Several well-known landmarks (which I have mentioned in other posts) are visible from the 31st Street Bridge. First on the downstream side (above left) is the Immaculate Heart of Mary Church. Perhaps because of the lighting and angle, I don’t think it appears as impressive in the picture as it does in real life. I mentioned this landmark previously in my post about the Fort Duquesne Bridge. On the other side of the bridge (above right), the most famous landmark is Children’s Hospital, which came up in the 9th Street Bridge post. Before doing this project, I don’t think I realized just how big Children’s Hospital is. I thought it was big, but I’ve learned from observing it from the 9th and 31st Street bridges that it is actually huge. Closer to the bridge a little lower on the hill from the hospital is the St. Augustine Church in Lawrenceville, one of the many large, old, and beautiful churches in the city. I’d also like to point out the little church on the right-hand side of the photo towering above its surroundings. I don’t want to go into much detail about it now, but it is one of Pittsburgh’s repurposed churches and I will be coming back to it in a future post.

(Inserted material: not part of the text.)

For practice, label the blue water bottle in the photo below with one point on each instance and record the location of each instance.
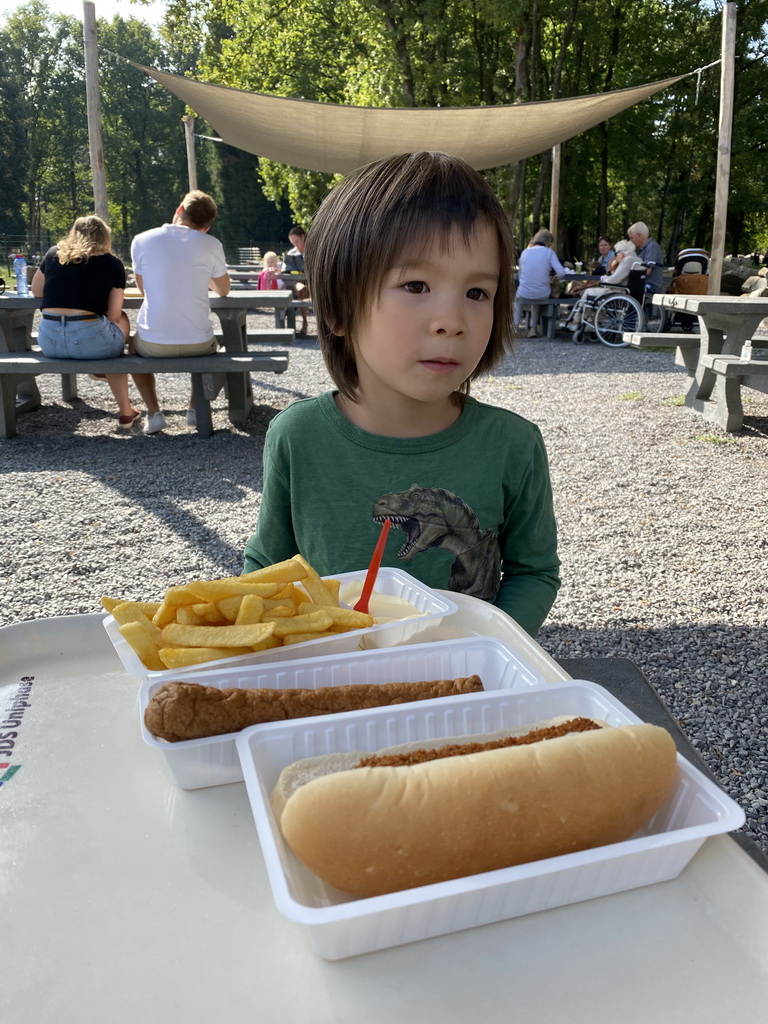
(23, 285)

I decided to address each of the Three Sisters separately after all and for some reason to do it out of order (which is quite unusual for me as I am generally very methodical). The 9th Street Bridge is also called the Rachel Carson Bridge. Rachel Carson was an environmentalist who grew up near Pittsburgh and attended college at the forerunner of Chatham University (one of Pittsburgh’s many universities). The bridge was named in her honor on Earth Day in 2006. Unlike the other Three Sisters Bridges, there is no specific reason why this bridge should have been named for Rachel Carson. The 6th Street Bridge (see June 14th post) renamed for Roberto Clemente, a former Pirates player, connects to PNC Park, the current home of the Pittsburgh Pirates, while the 7th Street Bridge renamed for Andy Warhol connects to the Andy Warhol Museum (see June 22 post). As far as I am aware, there is no similar connection between the location of the 9th Street Bridge and its namesake.
As far as my observations go, this bridge is the least used of the Three Sisters. The south end of the bridge is near CAPA High School (for performing arts) and the Convention Center, but the north end does not connect to any buildings or sights that seem like they attract much traffic, while the north end of the other two connect to a museum and a ballpark. In addition to the surroundings, the condition of the bridge suggested that it is not as well cared for (perhaps because there is less traffic) than the others. There are two stone pillars at each end of each of the three bridges. One of these on the Rachel Carson Bridge was almost completely covered in vines and weeds. The side facing into the bridge holds the plaque identifying the bridge and was the only side not covered in growth. On second thought, perhaps this is not due to a lack of maintenance but rather in recognition of the fact that Rachel Carson was an environmentalist.
The views up and downriver from the Rachel Carson Bridge encompass mostly the other bridges around it. Upriver are a railroad bridge, the Veteran’s Bridge (see June 24 post), and the 16th Street Bridge (see July 13 and July 14 posts). However, rising above these bridges is the Children’s Hospital in Lawrenceville, another iconic Pittsburgh building visible from multiple points around the city and displaying a color scheme as intriguing as any of the London bridges.